Composer, poet and Byzantine abbess Kassia is considered to be the first European composer whose work is preserved to this day and plays an important role in European (music) history.  She was born in Constantinople in 810 and was a mysterious person, not only in terms of her musical oeuvre. In fact, she was also a writer of astounding radicality who not only created sacred poetry but also secular texts of which more than 250 still exist in the form of epigrams. Finally, Kassia was also a political figure who dared to use her rhetoric skills to confront emperor Theophilos when he was looking for a bride.

Avatar von Kassia

Kassia serves as an early feminist and cosmopolitan role model. Her work was used as a starting point by Kainkollektiv and various other artists, scientists and institutions from Germany, Poland and Turkey to create a multidimensional and multilayered project comprising the opera performance KASSIA and the (digital) KASSIA conference.

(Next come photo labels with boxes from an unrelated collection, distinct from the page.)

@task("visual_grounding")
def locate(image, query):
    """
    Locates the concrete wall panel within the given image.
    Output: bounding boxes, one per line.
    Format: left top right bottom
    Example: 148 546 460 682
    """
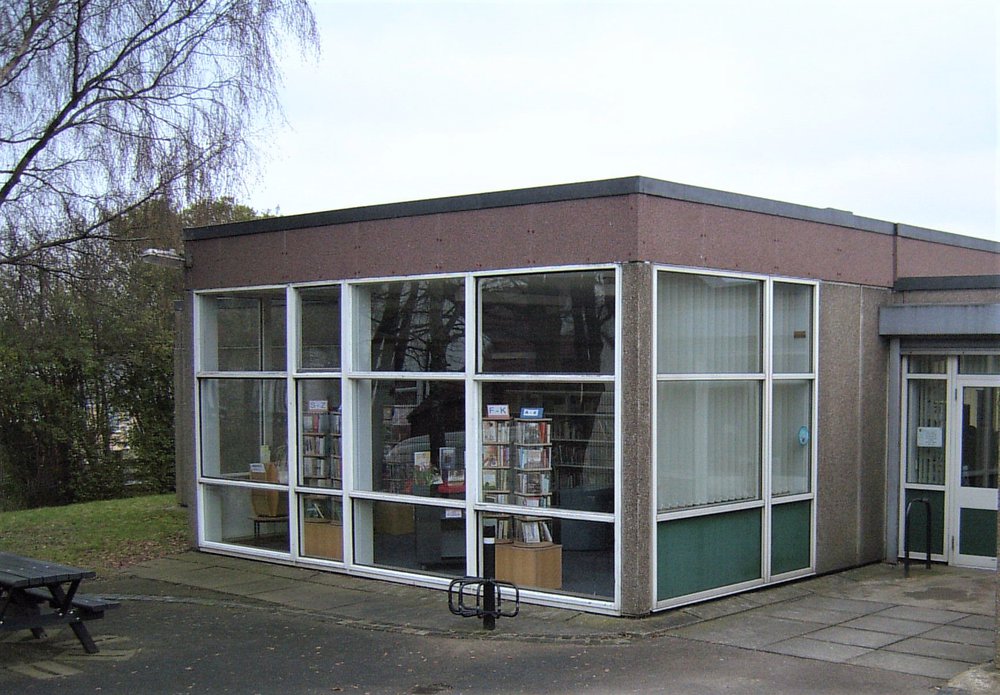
816 284 889 572
186 196 637 289
896 237 1000 278
638 197 893 287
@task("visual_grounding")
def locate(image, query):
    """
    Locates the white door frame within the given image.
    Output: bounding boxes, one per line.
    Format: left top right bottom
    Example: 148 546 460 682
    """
946 375 1000 570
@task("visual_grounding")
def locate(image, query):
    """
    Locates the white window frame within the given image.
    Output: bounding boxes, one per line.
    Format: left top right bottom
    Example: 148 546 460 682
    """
649 265 820 611
192 264 622 615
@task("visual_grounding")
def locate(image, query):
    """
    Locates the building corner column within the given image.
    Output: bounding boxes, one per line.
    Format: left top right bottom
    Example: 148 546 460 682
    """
619 262 655 616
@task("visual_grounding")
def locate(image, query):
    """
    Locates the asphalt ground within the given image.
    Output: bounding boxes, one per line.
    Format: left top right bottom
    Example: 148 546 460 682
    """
0 553 1000 695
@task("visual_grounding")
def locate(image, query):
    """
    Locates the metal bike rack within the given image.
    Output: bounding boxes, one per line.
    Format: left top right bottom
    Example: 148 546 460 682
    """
448 526 521 630
903 497 931 577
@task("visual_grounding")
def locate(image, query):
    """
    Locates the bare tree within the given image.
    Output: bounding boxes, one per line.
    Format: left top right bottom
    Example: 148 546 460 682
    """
0 0 317 271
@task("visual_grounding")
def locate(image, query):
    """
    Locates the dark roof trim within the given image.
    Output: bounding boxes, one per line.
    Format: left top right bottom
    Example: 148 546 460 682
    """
893 275 1000 292
184 176 900 241
878 304 1000 337
899 224 1000 253
184 176 1000 253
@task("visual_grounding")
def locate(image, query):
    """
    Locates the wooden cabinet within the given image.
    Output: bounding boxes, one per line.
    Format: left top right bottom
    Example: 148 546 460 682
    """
302 519 344 560
496 543 562 589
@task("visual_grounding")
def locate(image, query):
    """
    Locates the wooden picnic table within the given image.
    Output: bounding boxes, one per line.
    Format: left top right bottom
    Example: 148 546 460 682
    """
0 552 118 654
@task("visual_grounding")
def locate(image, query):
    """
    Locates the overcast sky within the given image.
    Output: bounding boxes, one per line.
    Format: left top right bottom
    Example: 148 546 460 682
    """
247 0 1000 241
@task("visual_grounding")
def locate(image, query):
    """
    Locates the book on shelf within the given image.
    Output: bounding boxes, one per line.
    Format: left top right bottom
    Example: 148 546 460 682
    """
302 413 330 434
516 493 549 509
483 444 510 468
516 517 552 545
517 420 552 444
302 432 328 456
517 471 552 495
483 420 510 444
517 446 549 470
482 468 510 492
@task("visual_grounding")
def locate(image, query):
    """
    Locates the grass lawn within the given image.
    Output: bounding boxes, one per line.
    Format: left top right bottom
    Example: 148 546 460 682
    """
0 494 187 574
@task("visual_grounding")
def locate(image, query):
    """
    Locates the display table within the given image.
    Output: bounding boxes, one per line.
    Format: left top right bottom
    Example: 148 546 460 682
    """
496 543 562 589
302 519 344 560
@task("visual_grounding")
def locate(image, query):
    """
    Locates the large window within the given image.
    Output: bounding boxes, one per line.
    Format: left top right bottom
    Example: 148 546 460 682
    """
479 270 615 374
200 290 285 372
655 271 815 606
657 273 764 510
355 278 465 372
197 269 618 602
198 289 290 554
357 379 465 498
477 270 616 599
657 380 761 509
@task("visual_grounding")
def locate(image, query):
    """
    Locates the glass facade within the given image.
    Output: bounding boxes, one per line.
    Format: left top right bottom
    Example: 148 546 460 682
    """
197 269 617 602
197 268 815 608
479 270 615 375
654 270 816 607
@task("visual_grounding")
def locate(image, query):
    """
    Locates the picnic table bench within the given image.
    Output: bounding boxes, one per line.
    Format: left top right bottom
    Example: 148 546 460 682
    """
0 552 118 654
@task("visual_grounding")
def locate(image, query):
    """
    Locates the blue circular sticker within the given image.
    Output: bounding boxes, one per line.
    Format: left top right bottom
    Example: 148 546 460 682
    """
799 425 809 446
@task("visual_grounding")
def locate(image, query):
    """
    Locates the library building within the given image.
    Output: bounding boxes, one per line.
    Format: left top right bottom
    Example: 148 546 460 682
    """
176 177 1000 616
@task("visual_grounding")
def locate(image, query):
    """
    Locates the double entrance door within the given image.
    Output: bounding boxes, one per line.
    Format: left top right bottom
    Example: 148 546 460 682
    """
899 369 1000 568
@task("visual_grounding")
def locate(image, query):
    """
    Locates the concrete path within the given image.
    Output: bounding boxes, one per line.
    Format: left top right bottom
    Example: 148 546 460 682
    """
0 552 1000 693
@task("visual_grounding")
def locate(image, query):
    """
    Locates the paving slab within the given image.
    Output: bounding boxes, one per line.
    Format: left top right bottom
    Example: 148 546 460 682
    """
921 625 994 647
684 594 761 620
222 575 304 596
809 625 905 649
952 615 997 630
669 615 816 649
844 615 938 637
848 649 969 679
759 599 855 626
161 567 260 589
790 596 893 619
876 606 968 625
766 637 872 663
885 637 993 664
253 584 371 611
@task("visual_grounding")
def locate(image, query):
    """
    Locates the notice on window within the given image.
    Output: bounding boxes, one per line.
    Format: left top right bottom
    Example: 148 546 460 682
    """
917 427 944 449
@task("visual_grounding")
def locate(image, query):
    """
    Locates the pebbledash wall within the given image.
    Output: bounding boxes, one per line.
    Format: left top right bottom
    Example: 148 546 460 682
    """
177 177 1000 615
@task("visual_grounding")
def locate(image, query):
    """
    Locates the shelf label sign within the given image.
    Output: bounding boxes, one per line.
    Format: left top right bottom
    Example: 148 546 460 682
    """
917 427 944 449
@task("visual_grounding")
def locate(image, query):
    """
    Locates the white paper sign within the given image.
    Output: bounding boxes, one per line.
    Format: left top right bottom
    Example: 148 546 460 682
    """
917 427 944 449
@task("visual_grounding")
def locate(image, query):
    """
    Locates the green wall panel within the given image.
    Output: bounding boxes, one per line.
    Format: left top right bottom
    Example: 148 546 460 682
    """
899 490 944 557
958 507 997 557
656 509 761 601
771 500 812 574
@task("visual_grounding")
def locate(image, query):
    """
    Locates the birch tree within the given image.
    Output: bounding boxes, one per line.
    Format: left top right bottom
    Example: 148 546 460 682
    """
0 0 317 273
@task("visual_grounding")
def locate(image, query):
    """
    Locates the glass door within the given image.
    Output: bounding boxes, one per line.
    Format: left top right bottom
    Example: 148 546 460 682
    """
951 378 1000 568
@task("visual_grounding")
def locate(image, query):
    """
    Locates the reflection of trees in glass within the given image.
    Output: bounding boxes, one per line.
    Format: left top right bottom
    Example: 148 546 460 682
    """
481 271 615 374
371 279 465 372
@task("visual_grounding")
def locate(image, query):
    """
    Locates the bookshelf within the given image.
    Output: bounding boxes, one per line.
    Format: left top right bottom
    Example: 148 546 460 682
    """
302 495 344 560
299 408 343 490
481 405 562 589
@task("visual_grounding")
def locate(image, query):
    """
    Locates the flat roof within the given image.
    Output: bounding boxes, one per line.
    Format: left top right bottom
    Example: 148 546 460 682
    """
184 176 1000 253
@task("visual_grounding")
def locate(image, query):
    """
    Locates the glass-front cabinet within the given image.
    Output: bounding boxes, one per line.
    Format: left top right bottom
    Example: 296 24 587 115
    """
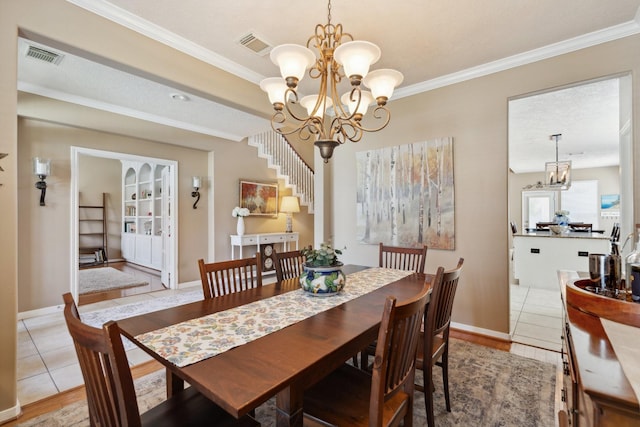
122 161 167 269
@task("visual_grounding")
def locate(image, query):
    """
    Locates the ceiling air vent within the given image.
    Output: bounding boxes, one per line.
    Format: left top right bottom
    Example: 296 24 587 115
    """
240 32 271 56
26 46 63 65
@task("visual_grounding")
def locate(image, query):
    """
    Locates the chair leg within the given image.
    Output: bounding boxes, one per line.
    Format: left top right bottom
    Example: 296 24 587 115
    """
423 361 435 427
441 347 451 412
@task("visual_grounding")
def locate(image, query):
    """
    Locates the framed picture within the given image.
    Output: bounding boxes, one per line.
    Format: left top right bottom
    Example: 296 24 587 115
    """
240 180 278 216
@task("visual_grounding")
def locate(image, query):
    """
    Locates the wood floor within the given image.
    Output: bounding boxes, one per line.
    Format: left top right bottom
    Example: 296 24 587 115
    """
78 261 167 305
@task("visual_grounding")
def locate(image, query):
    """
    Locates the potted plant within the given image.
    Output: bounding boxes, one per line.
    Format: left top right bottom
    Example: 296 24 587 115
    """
300 243 346 296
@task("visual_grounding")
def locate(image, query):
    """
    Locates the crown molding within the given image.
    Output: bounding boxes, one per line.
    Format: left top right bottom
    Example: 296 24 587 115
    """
67 0 640 99
67 0 264 84
393 18 640 99
18 81 245 142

Now, the KASSIA online exhibition/the KASSIA archive is emerging and aims at making all the project parts visible and interactively connected. The website will digitally review and collect the contents from past conferences and create novel approaches to the history of feminism. For the opera performance, an interactive installation was created, which invited visitors to adorn themselves with digital opera masks in AR. In combination with a self-written statement, users were able to include themselves in the gallery and thereby become part of the movement. This and other participative approaches will be available in the online archive and provide new perspectives on the topic. Moreover, the highly branched collaboration with artists and collectives from numerous countries who create a multi-perspective access leads to a broad insight into the topic of female empowerment.

While walking through the digital monastery, the website users are constantly accompanied by Kassia. For this purpose, a digital representation of the Byzantine nun was created and brought to life via motion-captured recordings of dancers from the opera ensemble.